Tauwan Patterson. [left] Making the RIAA smile one CD purchase at a time.
The RIAA on why they are "hunting for witches", a.k.a. going after illegal downloaders in college:
"...Yet this is about far more than the size of a particular slice of the pie. This is about a generation of music fans. College students used to be the music industry's best customers..."
Before we go any further people let me just say that some of us young folk are an exception to the rule. Let's go ahead and use me as an example. I am no longer in college, yes, [As of May 2006 you could find me shouting the 'Real World is awesome!' from many a bar or house party in Los Angeles]but between 2002 and 2006 I was all about buying new music. At times [and even now] it seemed as if my life revolved around new release Tuesdays. Many a work study paycheck went towards new music, even when I became an assistant music director for the school's radio station,or spent my senior year living with a kick ass roommate with an Oink account who turned me on to the world of torrents. And get this, I even made the trek to the LOCAL record store [shout out to BULL MOOSE RECORDS on Maine Street in Brunswick, ME. Still one of my favorite record stores in the country] on many a Monday night, sometimes in the bitter New England cold, snow, and/or rain. [As was the case when Kanye West's Late Registration dropped and my boy Nardo and I walked to BULL MOOSE sharing one flimsy umbrella.]
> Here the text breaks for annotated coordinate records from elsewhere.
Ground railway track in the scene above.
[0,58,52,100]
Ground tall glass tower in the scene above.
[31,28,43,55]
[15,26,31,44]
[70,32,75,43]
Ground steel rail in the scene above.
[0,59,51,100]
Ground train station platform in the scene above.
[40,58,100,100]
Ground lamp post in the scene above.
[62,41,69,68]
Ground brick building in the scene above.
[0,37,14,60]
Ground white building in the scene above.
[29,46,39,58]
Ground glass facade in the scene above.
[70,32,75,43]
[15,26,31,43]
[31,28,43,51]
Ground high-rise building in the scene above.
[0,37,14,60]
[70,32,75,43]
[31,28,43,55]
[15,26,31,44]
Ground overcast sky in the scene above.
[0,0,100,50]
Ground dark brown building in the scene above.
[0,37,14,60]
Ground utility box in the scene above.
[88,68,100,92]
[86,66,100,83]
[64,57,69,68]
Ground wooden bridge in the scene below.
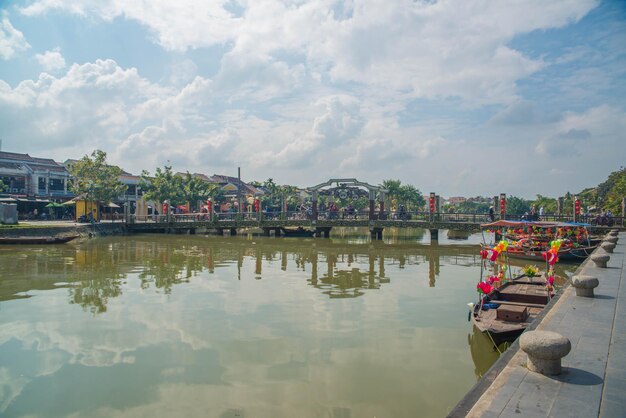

Okay now I know that I am just rambling, but there are others like me. Others who like having the CD booklets, appreciate those cheap first week sales, and will even buy a CD we already owned weeks in advance cause it's just that good and worth it, so don't go making all kinds of anger fueled generalizations about my narcissistic, over-sexed, over priveleged age group. That shit ain't cute.